Kenneth Slessor

Poet

  • Born: March 27, 1901
  • Birthplace: Orange, New South Wales, Australia
  • Died: June 30, 1971
  • Place of death: Sydney, New South Wales, Australia

Biography

Kenneth Adolphe Schloesser was born March 27, 1901, in the remote town of Orange, New South Wales, Australia. His father was a mining consultant of German heritage who was born in London. He moved to Australia in 1888 and married a local schoolteacher. Given the nature of the elder Schloesser’s occupation, the family moved often (including a year in England). Schloesser’s education never extended into university—but at secondary school, he discovered the Romantic poets and developed a profound admiration for European poetics. While still in school, he published several poems that celebrated Australian participation in World War I (his father changed the family named to Slessor to avoid associating the family with the German aggression).

89874632-76160.jpg

Determined to earn a living as a writer, Slessor left school in 1918 and began what would prove to be a long and successful career in journalism. He published a handful of philosophical poems on nature and art that clearly showed the influence of British poet William Wordsworth. In addition to publishing two slender chapbooks of poetry in the mid-1920’s, Slessor quickly established a reputation in journalism. In striking contrast to the unblinking realism of his newspaper work, his poetry expressed a transcendent appreciation of art as a redemptive act that empowered the magician-poet to transform the unpromising stuff of the immediate world. Slessor’s language is ornate, featuring lines embroidered with exotic symbols (particularly imagery of jewels and the sea).

Slessor’s journalism career took off. He accepted a position at Smith’s Weekly, which led eventually to an editorship. He pursued his dense poetic explorations on the nature of art even as he observed the rise of Hitler and the approach of war. In the pages of his newspaper, Slessor published lighter verse—witty observations about everyday life that revealed a playful sense of rhythm and rhyme. However, the title poem in Slessor’s 1939 collection Five Bells, a long, dense elegy for an artist-friend of Slessor’s drowned in a Sydney harbor accident, reveals the signature traits of Slessor’s serious work: a harrowing examination of the dynamic of memory and the stark evidence of humanity’s diminishment in the face of death.

Slessor covered World War II as a government correspondent and saw considerable action in the Mediterranean until, frustrated by censorship and the endless levels of government bureaucracy, he returned to Sydney and to his civilian journalism career. His war experience, however, led to his defining poem, the haunting “Beach Burial,” which tells of the interment of Australian sailors, their bodies burned beyond recognition, who had washed up on the Sydney beaches after a mid-ocean engagement.
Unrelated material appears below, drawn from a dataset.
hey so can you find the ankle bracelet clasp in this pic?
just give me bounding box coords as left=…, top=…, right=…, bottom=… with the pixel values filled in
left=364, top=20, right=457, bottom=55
Although he would gather his work into a number of collections over the next twenty years, Slessor wrote little new poetry, rather dedicating his time after the war to journalism (as well as commissioned travel books). At his death, on June 30, 1971, he was remembered for a slender body of work, barely one hundred poems, that nevertheless introduced European modernism—and its ornate imagery, its complex investigations into the nature of art itself, and its fierce intellectual dimension—into an Australian poetry that at the time was defined by Kiplingesque ballads, sentimental love poems, and lush landscape verse.